El texto fue difundido luego de las reiteradas declaraciones públicas del Inspector General de Justicia, Daniel Roque Vítolo. La AFA respondió con una reconstrucción administrativa del trámite y de su vínculo institucional con el organismo. En ese marco, sostuvo que no existió ninguna maniobra irregular ni ocultamiento de información.
El cambio de jurisdicción y la intervención de la IGJ
La asociación desmintió que su cambio de jurisdicción haya sido ilegal o realizado de manera encubierta. Según explicó, la decisión fue aprobada en asamblea, contó con la fiscalización de veedores designados por la propia IGJ y luego fue certificada por ese mismo organismo.
Además, detalló que en noviembre de 2024 la Inspección General de Justicia emitió el certificado de vigencia necesario para que la AFA pudiera inscribirse en la Provincia de Buenos Aires. Ese documento, según remarcó la entidad, avaló formalmente el traspaso y dejó constancia de la situación administrativa regular.
Balances, notificaciones y certificados de vigencia
En relación con los estados contables, la AFA afirmó que todos los balances entre 2017 y 2024 fueron presentados en tiempo y forma. Indicó que solo una vista, correspondiente al ejercicio 2017, fue debidamente notificada por la IGJ y respondida dentro de los plazos legales.
En cambio, sostuvo que el resto de las observaciones que hoy se mencionan de manera pública nunca fueron notificadas conforme lo exige la normativa. En ese sentido, denunció demoras de hasta tres años en el análisis de los expedientes, irregularidades formales y archivos sin fundamento administrativo.
La entidad también subrayó que durante esos mismos años solicitó y obtuvo de manera regular certificados de vigencia emitidos por la propia IGJ. En esos documentos, el organismo dejó constancia expresa de que la AFA se encontraba al día con la presentación de balances y con la documentación posterior a las asambleas.
El último de esos certificados, fechado en noviembre de 2024, ratificó esa situación. Este hecho, según la asociación, entra en contradicción directa con las acusaciones que se formulan actualmente desde el organismo de control.
Alcances del control estatal y fiscalización actual
Otro de los ejes del comunicado estuvo centrado en los límites de la intervención de la IGJ. La AFA recordó que ese organismo no tiene facultades para aprobar ni desaprobar balances, una función que corresponde exclusivamente a los socios, y que su competencia se limita al control de la legalidad formal de los actos.

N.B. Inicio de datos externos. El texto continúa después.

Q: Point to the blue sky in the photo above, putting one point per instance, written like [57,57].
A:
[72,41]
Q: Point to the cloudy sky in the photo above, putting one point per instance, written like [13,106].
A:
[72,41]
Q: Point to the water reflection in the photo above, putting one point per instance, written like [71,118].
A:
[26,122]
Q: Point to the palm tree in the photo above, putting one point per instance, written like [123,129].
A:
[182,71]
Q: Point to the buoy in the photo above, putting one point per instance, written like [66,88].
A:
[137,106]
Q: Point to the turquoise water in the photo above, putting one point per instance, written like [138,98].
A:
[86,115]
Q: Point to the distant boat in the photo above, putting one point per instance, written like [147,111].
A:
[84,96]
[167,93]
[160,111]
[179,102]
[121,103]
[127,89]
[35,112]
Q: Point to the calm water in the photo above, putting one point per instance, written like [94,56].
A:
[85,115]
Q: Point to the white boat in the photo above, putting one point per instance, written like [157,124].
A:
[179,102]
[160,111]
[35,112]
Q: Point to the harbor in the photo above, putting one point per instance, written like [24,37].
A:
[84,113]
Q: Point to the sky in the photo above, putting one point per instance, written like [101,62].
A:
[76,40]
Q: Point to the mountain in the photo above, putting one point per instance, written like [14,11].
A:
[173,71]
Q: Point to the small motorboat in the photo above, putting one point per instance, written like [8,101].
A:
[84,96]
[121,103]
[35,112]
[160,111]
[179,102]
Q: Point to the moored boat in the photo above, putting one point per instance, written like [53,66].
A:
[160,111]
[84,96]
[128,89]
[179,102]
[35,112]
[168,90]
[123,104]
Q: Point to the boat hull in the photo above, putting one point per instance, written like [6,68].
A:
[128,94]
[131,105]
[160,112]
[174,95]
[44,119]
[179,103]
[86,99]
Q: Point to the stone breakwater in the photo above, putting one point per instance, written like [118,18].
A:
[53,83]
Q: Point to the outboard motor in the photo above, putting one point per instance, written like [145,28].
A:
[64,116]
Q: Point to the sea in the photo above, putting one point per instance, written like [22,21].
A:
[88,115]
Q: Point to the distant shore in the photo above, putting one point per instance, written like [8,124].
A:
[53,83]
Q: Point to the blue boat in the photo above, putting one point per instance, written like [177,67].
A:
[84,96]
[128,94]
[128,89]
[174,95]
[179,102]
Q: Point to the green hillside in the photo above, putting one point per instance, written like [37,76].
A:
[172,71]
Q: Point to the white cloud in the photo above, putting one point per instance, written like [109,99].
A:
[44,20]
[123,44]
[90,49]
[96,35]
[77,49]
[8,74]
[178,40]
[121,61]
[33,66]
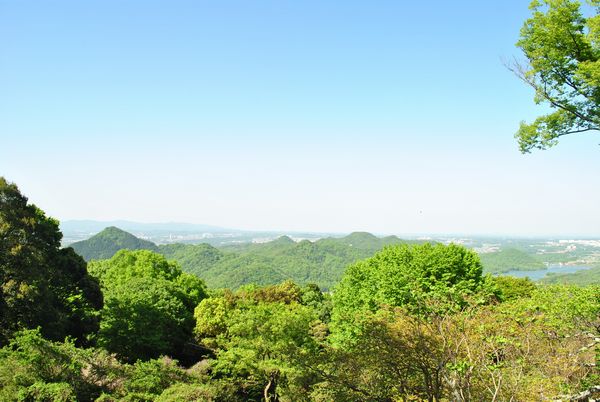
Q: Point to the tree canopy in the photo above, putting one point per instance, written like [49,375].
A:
[409,276]
[41,284]
[149,304]
[562,47]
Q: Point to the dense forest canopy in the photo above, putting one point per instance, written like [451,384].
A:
[562,48]
[412,322]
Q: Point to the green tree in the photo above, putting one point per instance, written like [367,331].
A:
[40,283]
[562,48]
[149,305]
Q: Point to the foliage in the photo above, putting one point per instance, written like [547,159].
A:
[321,262]
[424,279]
[258,336]
[517,350]
[149,305]
[508,260]
[562,48]
[105,244]
[40,283]
[581,278]
[33,368]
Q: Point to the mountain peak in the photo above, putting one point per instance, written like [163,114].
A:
[107,242]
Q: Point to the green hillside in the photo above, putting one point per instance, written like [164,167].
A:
[105,244]
[509,259]
[581,278]
[322,262]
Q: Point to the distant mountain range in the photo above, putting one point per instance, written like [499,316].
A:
[322,262]
[91,226]
[106,243]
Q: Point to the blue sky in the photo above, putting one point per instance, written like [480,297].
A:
[287,115]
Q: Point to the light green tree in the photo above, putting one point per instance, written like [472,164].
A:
[149,304]
[562,48]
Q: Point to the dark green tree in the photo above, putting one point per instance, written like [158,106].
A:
[562,47]
[424,279]
[41,284]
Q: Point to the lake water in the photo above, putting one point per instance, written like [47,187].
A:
[540,273]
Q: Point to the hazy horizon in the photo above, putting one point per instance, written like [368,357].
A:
[332,118]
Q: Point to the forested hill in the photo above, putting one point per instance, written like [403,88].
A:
[105,244]
[509,259]
[321,262]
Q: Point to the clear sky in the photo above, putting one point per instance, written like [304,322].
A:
[385,116]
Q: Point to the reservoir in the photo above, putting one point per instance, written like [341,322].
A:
[540,273]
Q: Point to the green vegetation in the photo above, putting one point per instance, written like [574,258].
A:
[106,244]
[581,278]
[321,262]
[148,306]
[412,322]
[562,48]
[409,276]
[508,260]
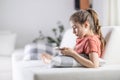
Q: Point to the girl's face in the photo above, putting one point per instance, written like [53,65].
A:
[78,29]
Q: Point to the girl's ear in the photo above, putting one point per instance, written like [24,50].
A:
[86,24]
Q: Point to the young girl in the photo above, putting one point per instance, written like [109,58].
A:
[86,27]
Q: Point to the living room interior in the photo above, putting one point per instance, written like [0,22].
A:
[23,22]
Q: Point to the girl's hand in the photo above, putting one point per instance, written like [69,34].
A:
[46,58]
[68,51]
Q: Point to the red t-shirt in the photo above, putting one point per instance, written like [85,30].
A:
[88,44]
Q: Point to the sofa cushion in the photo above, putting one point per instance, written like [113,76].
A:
[5,64]
[67,61]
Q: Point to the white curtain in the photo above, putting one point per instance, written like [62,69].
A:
[112,12]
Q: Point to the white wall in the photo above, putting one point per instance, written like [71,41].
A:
[27,17]
[101,6]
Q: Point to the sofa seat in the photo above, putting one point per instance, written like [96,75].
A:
[36,70]
[5,68]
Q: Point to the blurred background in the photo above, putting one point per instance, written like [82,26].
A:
[27,17]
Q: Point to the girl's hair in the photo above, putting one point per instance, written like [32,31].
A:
[91,16]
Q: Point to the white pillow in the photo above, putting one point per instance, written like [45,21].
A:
[7,43]
[66,61]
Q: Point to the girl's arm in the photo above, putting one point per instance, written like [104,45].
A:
[93,62]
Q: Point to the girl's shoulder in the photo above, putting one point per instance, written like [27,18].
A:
[93,37]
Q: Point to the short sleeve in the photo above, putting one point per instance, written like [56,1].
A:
[91,46]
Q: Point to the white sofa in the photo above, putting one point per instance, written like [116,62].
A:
[36,70]
[7,45]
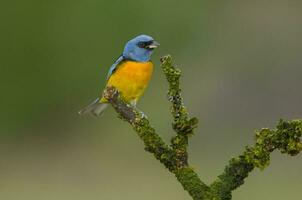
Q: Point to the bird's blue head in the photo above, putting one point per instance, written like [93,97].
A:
[140,48]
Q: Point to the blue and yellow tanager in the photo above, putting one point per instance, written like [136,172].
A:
[130,73]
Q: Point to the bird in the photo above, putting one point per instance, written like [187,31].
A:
[130,73]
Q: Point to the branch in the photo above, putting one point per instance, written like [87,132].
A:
[182,124]
[155,145]
[286,138]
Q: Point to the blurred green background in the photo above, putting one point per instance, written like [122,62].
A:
[242,70]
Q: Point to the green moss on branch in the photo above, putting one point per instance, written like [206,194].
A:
[286,138]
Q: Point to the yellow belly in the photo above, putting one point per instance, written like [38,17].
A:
[131,79]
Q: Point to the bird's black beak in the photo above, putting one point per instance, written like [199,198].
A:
[153,45]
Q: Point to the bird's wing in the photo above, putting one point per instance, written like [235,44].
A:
[115,66]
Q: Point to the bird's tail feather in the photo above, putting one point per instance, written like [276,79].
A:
[96,108]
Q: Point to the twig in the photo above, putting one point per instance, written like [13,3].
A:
[286,137]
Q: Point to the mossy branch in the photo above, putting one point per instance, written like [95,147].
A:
[286,137]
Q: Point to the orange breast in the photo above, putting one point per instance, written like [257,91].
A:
[131,78]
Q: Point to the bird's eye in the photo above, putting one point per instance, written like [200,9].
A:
[141,44]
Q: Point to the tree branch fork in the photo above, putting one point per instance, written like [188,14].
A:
[286,137]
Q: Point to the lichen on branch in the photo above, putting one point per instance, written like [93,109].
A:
[286,137]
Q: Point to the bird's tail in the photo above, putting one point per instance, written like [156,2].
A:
[96,108]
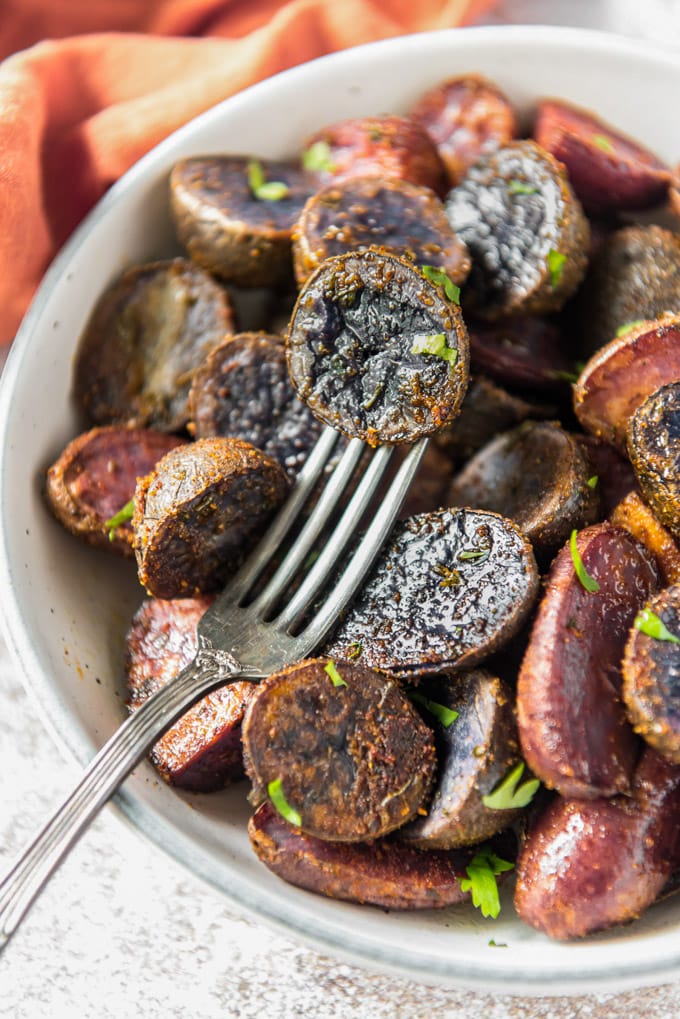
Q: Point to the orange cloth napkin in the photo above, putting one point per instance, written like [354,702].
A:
[87,87]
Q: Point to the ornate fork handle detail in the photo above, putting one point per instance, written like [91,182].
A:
[211,667]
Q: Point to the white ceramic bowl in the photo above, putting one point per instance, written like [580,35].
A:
[66,607]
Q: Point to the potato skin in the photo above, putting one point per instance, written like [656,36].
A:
[514,238]
[635,516]
[196,512]
[572,721]
[226,229]
[465,116]
[589,864]
[537,475]
[382,147]
[147,335]
[654,447]
[382,872]
[650,668]
[355,760]
[202,750]
[448,590]
[609,171]
[95,477]
[623,374]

Además, remarcó que en la actualidad la asociación se encuentra bajo la fiscalización exclusiva de la Dirección Provincial de Personas Jurídicas de la Provincia de Buenos Aires, como consecuencia del cambio de jurisdicción ya formalizado.
Rechazo a las acusaciones y cierre del comunicado
Finalmente, la AFA rechazó las declaraciones públicas que la acusan de ocultar información o de haberse “escapado” de la jurisdicción porteña. En el cierre del comunicado, la entidad denunció una utilización mediática y política del procedimiento administrativo en curso y ratificó que cumplió con todas las exigencias formales exigidas por los organismos de control.